The phone will ring, ring–keep ringing. Insurance companies and patent agents, idea and invention buyers. The alchemist will anticipate this, yet she will find herself unable to unplug the ancient landline. She will always pick up, longing for a familiar metronomic breath, her mother’s melodious voice on the other end of the line, through the other side of the veil.

She will listen to pompous-sounding people without hearing a word. Time drip-fed, distilled like liquid sulfur through her beakers and alembics; whirling fervent-fast like her most mercurial centrifuge.

“Well?” the alchemist’s girlfriend will ask a second time. Impatient, unimpressed.

She will say things like panacea. Resistant quicksilver, she will say. Dissolving substances without destroying their fundamental components.

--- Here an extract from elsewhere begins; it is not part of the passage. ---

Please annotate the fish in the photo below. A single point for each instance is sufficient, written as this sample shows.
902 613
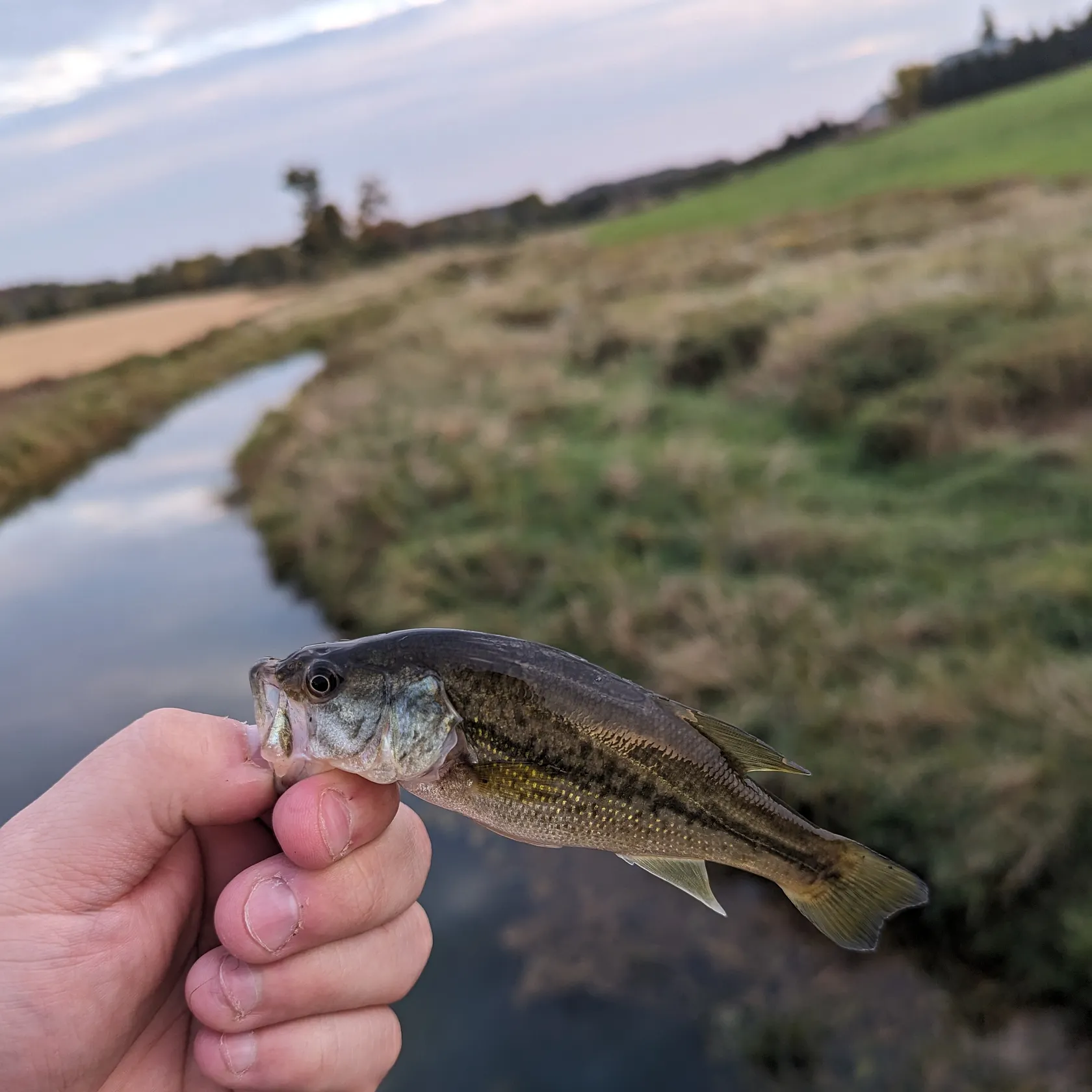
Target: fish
544 747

“We could be rich,” the alchemist’s girlfriend will continue. “You could finally move out, start over. Your mother’s house has been dying for years. Moribund–you’d know the word if you read anything other than moldy old grimoires.”

The alchemist will look down at her scarred, scorched hands and wonder what it would take to transmogrify herself into an animal unable to process human speech; transmute her numbness, like lead into gold.

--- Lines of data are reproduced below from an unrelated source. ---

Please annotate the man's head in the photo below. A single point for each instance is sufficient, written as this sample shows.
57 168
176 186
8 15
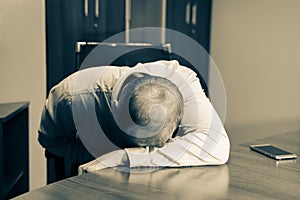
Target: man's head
149 109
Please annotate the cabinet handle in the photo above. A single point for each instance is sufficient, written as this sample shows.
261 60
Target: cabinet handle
194 16
187 12
86 8
97 7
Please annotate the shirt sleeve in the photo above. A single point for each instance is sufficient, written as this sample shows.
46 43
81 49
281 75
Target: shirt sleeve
205 141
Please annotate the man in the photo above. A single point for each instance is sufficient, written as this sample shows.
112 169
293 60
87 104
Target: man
204 140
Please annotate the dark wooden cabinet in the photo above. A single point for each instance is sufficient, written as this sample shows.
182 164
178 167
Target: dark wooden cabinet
14 163
72 21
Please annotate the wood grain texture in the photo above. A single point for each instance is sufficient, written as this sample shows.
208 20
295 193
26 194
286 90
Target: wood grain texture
247 175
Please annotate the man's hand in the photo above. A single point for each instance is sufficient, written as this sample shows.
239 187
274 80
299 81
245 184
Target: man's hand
112 159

The precious metals produced in her quest for Alkahest, used for grocery shopping, house repairs. The rest, given away; newfound Alkahest recipe, soon to follow the same patentless path. She will try to say this, but the words will stopper her throat, a wax seal. 

While her girlfriend keeps talking, the alchemist will replay the interview questions in her head. Delayed time-lapse, as heard through some viscid, treacly substance. Answers thought of, yet never uttered.

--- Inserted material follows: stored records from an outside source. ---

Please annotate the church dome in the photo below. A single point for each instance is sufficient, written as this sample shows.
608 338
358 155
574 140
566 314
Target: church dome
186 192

How does it feel to discover the universal solvent despite your upbringing? 

No matter how much time passes, how many recipes and equations I concoct, will I always be, deep down where I draw my magic from, a child in mourning?

Do you think you’ve made your mother proud? 

I can never know, can I? I have a girlfriend now, but would my mother have approved, or think me disgusting for it? Would she dislike my partner because she never listens to me, or because my partner is a woman?

Will you ever forgive yourself for discovering the cure to all ills one decade too late?

What if I told you I discovered Alkahest out of selfishness, fearing my own cells mutating, cancer passed down the generations, catching up to me at last? That I worry my deepest drive was not helping people like my mother, but my future self?

What would you say to your mother if she was here?

I miss you so much, sometimes it feels like I pulled the Alkahest from inside my own body, my quintessential tears. 

The alchemist will remember the white hospital lights, white hospital sheets, white hospital smell. Antiseptic, the stench of disease lying dormouse-dormant underneath.

She will remember darkness. A dim-lit room, thunder rumbling outside the windows of her mother’s house, lightning taking out the power. The alchemist’s mother singing her toddler to sleep. Alkahest lullaby: the song to heal all fear.

The alchemist, waking up next to her girlfriend earlier that morning with the taste of her dream still in her mouth. Her mother’s lullaby possessing her tongue as she snapped on her protective gloves and goggles. As she got to work in her makeshift lab: elements and principles, planets and metals. The alchemist, singing the last missing ingredient into lachrymose existence.